10-year US Treasury yields fell nearly four basis points (bps) to 2.78%, while 2-year bond coupons fell 2.58% to 2.98% after the rise Fed rates of 0.75%. Even so, the spread between major US bond coupons remains the widest since 2000 and, in turn, hints at the woes of the US recession. It’s worth noting that the 10-year US Treasury yield pares recent losses by around 2.78% and remains under pressure around 2.98% at press time.

The US Federal Reserve (Fed) matched market expectations on Wednesday by announcing a 75 basis point rate hike. The underlying reason for the pair’s weakness could be attributed to Fed Chairman Jerome Powell’s speech signaling that the hawks are running out of fuel. Powell’s main comments from the Fed were that rates had reached neutral, so there will be no more forward guidance and rates will be decided meeting by meeting.

While depicting the mood, S&P 500 futures are down 0.15% later in the day.

Looking ahead, updates from the virtual meeting between US President Joe Biden and his Chinese counterpart Xi Jinping will join recession fears in entertaining AUD/USD intraday traders. However, particular attention will be paid to the second quarter US GDP.
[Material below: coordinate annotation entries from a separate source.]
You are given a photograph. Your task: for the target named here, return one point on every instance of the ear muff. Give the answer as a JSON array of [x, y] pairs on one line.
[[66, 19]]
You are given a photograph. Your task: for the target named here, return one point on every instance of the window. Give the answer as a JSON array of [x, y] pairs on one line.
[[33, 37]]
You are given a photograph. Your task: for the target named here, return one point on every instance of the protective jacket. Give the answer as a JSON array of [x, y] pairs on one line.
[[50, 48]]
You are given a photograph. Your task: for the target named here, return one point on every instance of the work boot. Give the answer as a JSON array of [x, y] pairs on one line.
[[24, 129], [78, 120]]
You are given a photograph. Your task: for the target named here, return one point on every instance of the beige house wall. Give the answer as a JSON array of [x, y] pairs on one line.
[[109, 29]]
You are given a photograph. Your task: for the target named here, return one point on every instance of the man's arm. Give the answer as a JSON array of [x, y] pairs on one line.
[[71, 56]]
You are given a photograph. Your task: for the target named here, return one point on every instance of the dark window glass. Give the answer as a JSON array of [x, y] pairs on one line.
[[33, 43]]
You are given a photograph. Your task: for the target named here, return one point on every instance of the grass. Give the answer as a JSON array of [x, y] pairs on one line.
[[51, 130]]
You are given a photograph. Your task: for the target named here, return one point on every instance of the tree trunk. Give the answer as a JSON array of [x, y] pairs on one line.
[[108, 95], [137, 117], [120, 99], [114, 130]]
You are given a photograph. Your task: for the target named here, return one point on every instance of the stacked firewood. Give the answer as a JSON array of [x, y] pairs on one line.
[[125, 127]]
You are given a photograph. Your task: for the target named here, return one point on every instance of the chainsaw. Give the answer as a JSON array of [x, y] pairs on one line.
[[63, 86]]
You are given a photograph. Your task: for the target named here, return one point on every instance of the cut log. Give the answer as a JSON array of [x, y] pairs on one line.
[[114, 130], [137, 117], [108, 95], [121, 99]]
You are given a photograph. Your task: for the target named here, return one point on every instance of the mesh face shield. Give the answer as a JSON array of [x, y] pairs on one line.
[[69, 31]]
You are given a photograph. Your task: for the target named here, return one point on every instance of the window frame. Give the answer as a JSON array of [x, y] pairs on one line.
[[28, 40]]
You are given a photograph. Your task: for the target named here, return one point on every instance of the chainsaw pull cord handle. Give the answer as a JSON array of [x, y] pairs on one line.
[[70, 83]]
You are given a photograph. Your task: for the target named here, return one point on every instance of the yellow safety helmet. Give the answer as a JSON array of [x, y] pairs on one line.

Also Read: US Gross Domestic Product Snapshot: Would the US Avoid a Technical Recession?

Technical analysis

A successful upside break of the previous resistance line from April and the 50-DMA, along with bullish signals from the MACD, portends further upside for the AUD/USD pair. That said, the 38.2% Fibonacci retracement of the April-July decline, also approaching the mid-June high around 0.7070, appears to be the pair’s immediate resistance. Alternatively, pullback moves may initially target the 50-DMA level of 0.6972 before testing the previous resistance line near 0.6930.